Case I’m worried about now are nouns that could perfectly well fit where they are, and yet they’re capitalized: The Department of Defense which used to be called the Department of War. Orwellian capitalized words that may or may not mean what they appear to. The annotator’s decision is between named entity analysis and transparent analysis. For a while I was saying that the capital letter specifically flags opaque proper names. But that leads to a radically different semantics in our representation. Especially annoying in The Departments of Defense, Justice and state with lower case s — get weirdly different representation of the departments. Always named_rel for the named entities, with interesting stuff in CARG. Ordinary common nouns (known or unknown/generic), have _[lemma]_n_rel — content is in the name of the predicate, not in CARG. Especially annoying in e.g. titles where every word is capitalized by convention and it doesn’t mean that the author is using the words in a funny way. Does author of Dept. of Justice Shrinks. mean Justice or justice?

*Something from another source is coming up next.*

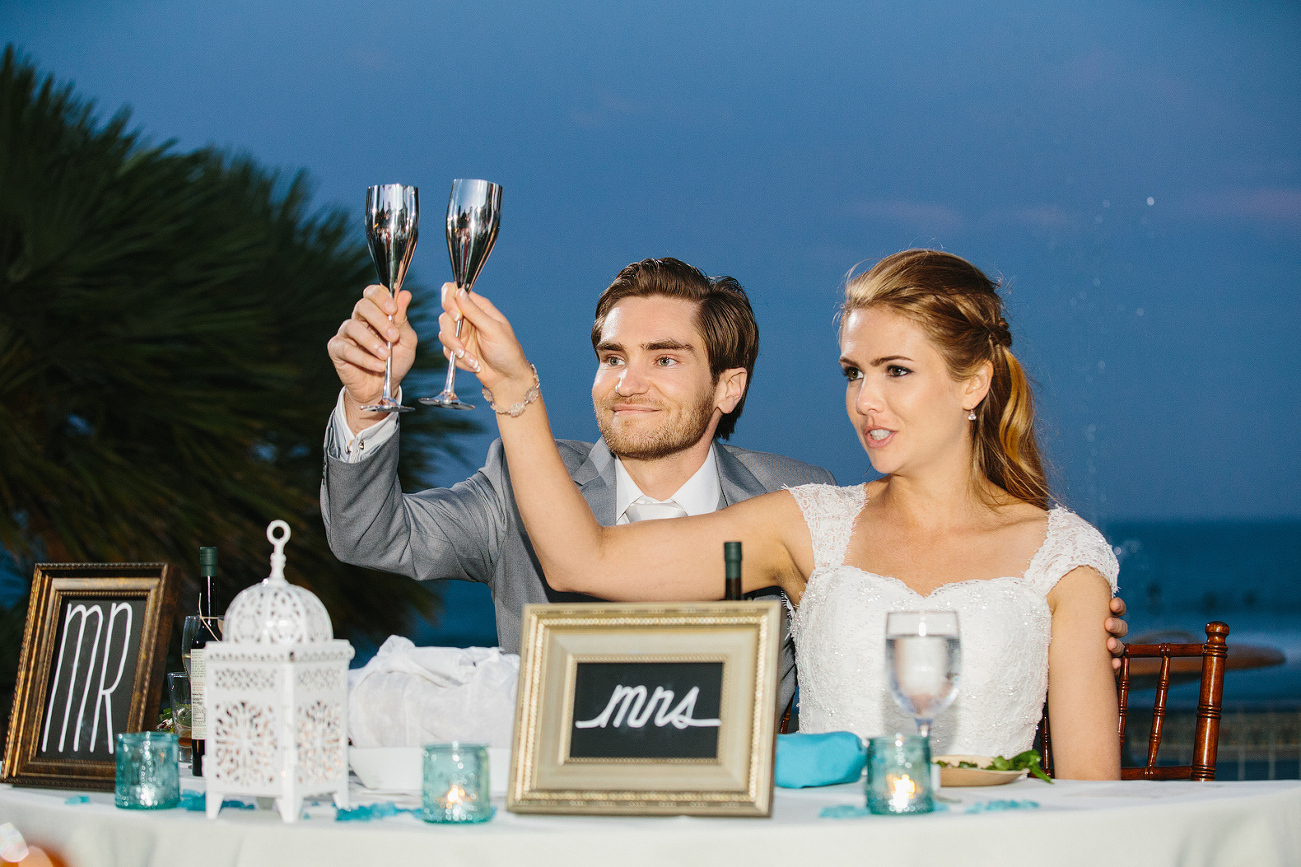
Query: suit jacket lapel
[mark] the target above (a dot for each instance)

In Bellingham, tried to figure out how to minimize the difference between named entities and non-named entities. The proposal I’m interested in exploring is having the predicate name in all nouns be _[lemma]_n_rel for State or state, while recording the capitalization somewhere in the EP, probably on the ARG0. We could fiddle with things like putting it in the subsense field or something, but again we’d have two different semantic predicates which is what I’m trying to avoid, for the purposes of easily ignoring it when it makes sense to do so. Trouble is how to annotate that info that we’re not too embarrassed about—smuggling punctuation info right into the semantics, so we can make a maximally common specification.

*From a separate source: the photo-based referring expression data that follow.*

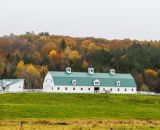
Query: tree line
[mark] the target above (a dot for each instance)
(30, 56)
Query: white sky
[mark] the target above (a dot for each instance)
(111, 19)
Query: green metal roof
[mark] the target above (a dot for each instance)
(85, 79)
(10, 81)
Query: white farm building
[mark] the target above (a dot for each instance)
(12, 85)
(89, 82)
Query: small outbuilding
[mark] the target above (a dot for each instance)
(89, 82)
(12, 85)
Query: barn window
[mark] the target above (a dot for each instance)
(74, 82)
(96, 82)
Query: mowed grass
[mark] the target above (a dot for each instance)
(79, 106)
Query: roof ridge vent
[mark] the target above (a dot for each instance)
(112, 72)
(91, 70)
(68, 70)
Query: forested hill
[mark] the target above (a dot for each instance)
(30, 56)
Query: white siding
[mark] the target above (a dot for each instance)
(48, 83)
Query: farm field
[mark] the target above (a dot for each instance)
(79, 111)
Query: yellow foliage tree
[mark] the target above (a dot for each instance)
(85, 64)
(74, 55)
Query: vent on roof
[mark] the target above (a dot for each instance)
(68, 70)
(112, 72)
(90, 70)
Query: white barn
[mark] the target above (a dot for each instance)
(89, 82)
(12, 85)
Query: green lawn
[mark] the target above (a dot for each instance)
(79, 106)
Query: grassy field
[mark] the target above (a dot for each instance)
(97, 109)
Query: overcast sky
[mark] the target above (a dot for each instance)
(111, 19)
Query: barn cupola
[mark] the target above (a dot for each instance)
(112, 72)
(68, 70)
(90, 70)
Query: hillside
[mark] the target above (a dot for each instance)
(79, 106)
(30, 56)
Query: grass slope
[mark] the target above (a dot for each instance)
(79, 106)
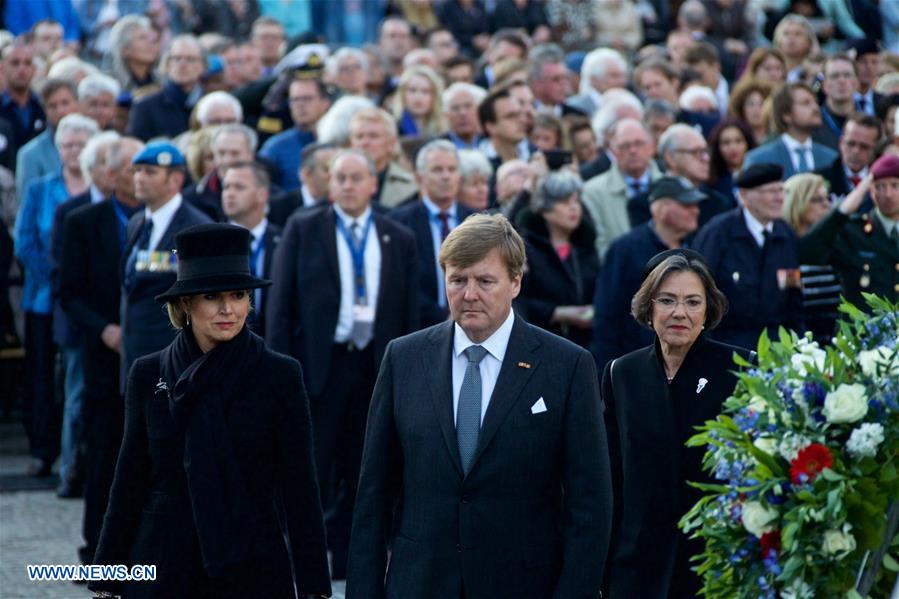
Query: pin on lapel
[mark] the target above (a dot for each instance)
(701, 384)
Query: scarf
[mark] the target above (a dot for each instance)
(203, 386)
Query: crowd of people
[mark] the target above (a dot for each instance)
(351, 139)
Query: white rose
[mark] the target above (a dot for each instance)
(882, 358)
(838, 543)
(766, 444)
(757, 518)
(847, 404)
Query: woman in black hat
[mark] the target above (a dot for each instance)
(215, 483)
(653, 398)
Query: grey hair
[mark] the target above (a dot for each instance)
(438, 145)
(670, 139)
(555, 187)
(475, 91)
(89, 157)
(98, 84)
(369, 163)
(473, 162)
(75, 122)
(218, 98)
(596, 64)
(697, 92)
(332, 66)
(541, 55)
(249, 135)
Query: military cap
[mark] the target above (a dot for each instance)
(676, 189)
(757, 175)
(885, 166)
(160, 153)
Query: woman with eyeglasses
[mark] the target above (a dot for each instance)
(806, 201)
(654, 397)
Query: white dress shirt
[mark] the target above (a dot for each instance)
(756, 229)
(347, 274)
(794, 146)
(162, 218)
(496, 346)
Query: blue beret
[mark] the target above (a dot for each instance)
(159, 154)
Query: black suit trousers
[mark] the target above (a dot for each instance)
(338, 431)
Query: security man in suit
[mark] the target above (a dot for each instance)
(89, 292)
(245, 193)
(862, 248)
(754, 256)
(432, 219)
(345, 284)
(486, 468)
(149, 266)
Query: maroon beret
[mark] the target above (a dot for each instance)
(885, 166)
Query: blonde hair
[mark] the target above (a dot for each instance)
(474, 239)
(798, 193)
(435, 122)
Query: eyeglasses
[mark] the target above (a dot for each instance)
(669, 304)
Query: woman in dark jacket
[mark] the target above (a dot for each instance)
(557, 290)
(653, 398)
(215, 483)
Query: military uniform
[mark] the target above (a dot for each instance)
(861, 252)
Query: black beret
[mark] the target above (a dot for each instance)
(757, 175)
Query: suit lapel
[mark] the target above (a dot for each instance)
(512, 380)
(438, 361)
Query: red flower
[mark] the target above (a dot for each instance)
(810, 462)
(770, 541)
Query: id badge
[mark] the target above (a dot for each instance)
(363, 314)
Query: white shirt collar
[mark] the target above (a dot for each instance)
(348, 220)
(496, 344)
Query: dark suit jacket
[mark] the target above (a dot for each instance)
(149, 519)
(304, 301)
(747, 275)
(89, 291)
(65, 332)
(531, 520)
(145, 326)
(648, 422)
(415, 217)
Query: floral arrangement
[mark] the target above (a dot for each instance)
(806, 454)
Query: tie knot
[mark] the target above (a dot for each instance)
(475, 354)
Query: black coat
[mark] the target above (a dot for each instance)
(549, 282)
(149, 519)
(748, 277)
(530, 520)
(648, 421)
(304, 302)
(89, 290)
(415, 217)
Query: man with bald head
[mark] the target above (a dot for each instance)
(338, 326)
(607, 195)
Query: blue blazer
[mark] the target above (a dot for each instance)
(776, 151)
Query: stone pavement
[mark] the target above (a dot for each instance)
(36, 527)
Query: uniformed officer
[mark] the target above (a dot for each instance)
(754, 256)
(149, 267)
(862, 248)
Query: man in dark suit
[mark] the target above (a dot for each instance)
(149, 266)
(245, 192)
(754, 256)
(89, 292)
(486, 468)
(345, 284)
(432, 219)
(166, 113)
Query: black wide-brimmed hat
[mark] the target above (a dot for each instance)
(212, 258)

In the case of adjectives, there doesn’t seem to be a practical way to do exactly the same word with only the caps info—Grumpy as _grumpy_n_rel + caps, grumpy as _grumpy_a_rel. Maybe problematic because you’d need some way to know that _grumpy_n_rel can only be there with caps. Still some vexation with the count nouns, like my friend in San Francisco named Tree: I think Tree is coming to the party tonight. Tree will be _tree_n_rel +caps, and can’t interpret it correctly without knowing that it’s a proper name, since count nouns can’t appear there without an article. If I said The Tree is falling referring to a distinguished tree named Tree, don’t really know if the caps are indicating something important or not, would need to look at contextual info. The decision about conflating the representations of named and non-named things will address a large class of difficulties I encountered.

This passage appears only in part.